The function compute_distance returns a data.frame with three columns. Within each pair (id, name), it computes all permutations of length lower than n and returns the minimum string distance of the name with respect to other ids.
id <- c(1, 1, 2, 2)
name <- c("coca cola company", "coca cola incorporated", "apple incorporated", "apple corp")
compute_distance(name, id = id, n = 0)
#> id name distance
#> 1 1 coca cola company 0.5087146
#> 2 1 coca cola incorporated 0.2727273
#> 3 2 apple corp 0.4701299
#> 4 2 apple incorporated 0.2727273
compute_distance(name, id = id, n = 1)
#> id name distance
#> 1 1 coca 0.2666667
#> 2 1 cola 0.2666667
#> 3 1 company 0.2190476
#> 4 1 incorporated 0.0000000
#> 5 2 apple 0.5166667
#> 6 2 corp 0.2190476
#> 7 2 incorporated 0.0000000
Again, words with low distance should be discarded while words with high distance could be added to the “master” dataset y.
For each row in x, fuzzy_join finds the closest row(s) in y for a specific metric. The distance is a weighted average of a string distance over multiple columns. Both the weights and the string distance can be specified by the user. By default, fuzzy_join uses the jaro-winkler distance with a winkler adjustment of 0.1 (which gives a higher score to common prefixes).
x <- data.table(a = c("france", "franc"), b = c("arras", "dijon"))
y <- data.table(a = c("franc", "france"), b = c("arvars", "dijjon"))
fuzzy_join(x, y, fuzzy = c("a", "b"), w = c(0.1, 0.9))

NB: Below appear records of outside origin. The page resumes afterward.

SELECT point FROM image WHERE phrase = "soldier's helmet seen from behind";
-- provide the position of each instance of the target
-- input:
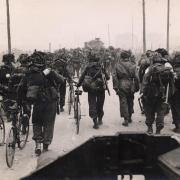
(93, 57)
(125, 54)
(38, 59)
(162, 51)
(8, 58)
(23, 59)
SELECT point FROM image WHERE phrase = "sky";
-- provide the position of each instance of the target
(69, 23)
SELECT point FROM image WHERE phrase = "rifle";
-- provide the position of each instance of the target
(105, 84)
(140, 104)
(167, 94)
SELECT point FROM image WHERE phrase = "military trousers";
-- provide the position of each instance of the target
(62, 91)
(175, 107)
(43, 119)
(126, 105)
(154, 111)
(96, 103)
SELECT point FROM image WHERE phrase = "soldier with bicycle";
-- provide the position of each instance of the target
(92, 82)
(60, 65)
(39, 87)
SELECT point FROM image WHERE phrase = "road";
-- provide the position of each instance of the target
(65, 138)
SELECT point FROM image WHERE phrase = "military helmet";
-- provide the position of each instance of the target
(93, 57)
(23, 58)
(38, 58)
(125, 54)
(8, 58)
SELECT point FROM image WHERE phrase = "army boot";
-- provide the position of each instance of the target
(45, 147)
(158, 130)
(125, 123)
(100, 121)
(150, 130)
(130, 119)
(96, 126)
(61, 109)
(38, 149)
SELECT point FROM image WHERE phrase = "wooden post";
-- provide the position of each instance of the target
(8, 27)
(109, 41)
(144, 26)
(168, 14)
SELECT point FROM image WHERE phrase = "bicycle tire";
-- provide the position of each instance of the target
(2, 131)
(23, 135)
(10, 147)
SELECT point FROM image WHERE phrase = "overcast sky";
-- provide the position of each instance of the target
(69, 23)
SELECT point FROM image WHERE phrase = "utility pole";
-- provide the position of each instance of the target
(144, 26)
(109, 41)
(49, 47)
(132, 33)
(8, 27)
(168, 14)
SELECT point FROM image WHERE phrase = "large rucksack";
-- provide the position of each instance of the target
(39, 89)
(160, 74)
(160, 78)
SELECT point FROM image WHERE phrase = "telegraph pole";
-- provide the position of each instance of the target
(8, 27)
(144, 26)
(132, 34)
(109, 41)
(49, 47)
(168, 14)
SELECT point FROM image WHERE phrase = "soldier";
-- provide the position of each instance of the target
(96, 94)
(125, 83)
(174, 100)
(157, 87)
(39, 87)
(5, 73)
(60, 65)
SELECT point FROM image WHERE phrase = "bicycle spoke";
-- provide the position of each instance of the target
(2, 132)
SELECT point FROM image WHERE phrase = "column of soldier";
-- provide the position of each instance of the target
(39, 78)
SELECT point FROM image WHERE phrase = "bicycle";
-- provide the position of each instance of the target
(18, 133)
(77, 108)
(70, 98)
(2, 124)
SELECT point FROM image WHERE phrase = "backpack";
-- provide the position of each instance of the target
(160, 74)
(160, 77)
(93, 83)
(39, 89)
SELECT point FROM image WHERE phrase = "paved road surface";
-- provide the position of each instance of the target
(65, 138)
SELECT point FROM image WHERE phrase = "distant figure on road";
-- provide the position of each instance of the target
(39, 87)
(92, 82)
(125, 83)
(157, 89)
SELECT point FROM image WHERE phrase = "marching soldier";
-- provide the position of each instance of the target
(39, 87)
(60, 65)
(96, 90)
(125, 83)
(157, 88)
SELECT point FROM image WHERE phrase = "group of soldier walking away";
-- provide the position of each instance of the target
(38, 83)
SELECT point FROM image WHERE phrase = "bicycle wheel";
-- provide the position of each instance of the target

#> distance a.x b.x a.y b.y
#> 1: 0.09133333 france arras franc arvars
#> 2: 0.03833333 franc dijon france dijjon
fuzzy_join(x, y, exact = "a", fuzzy = "b")
#> distance a.x b.x a.y b.y
#> 0 franc dijon franc arvars
#> 0 france arras france dijjon
The function corresponds roughly to the Stata command reclink. The type of distance between strings can be arbitrarly specified thanks to the package stringdist.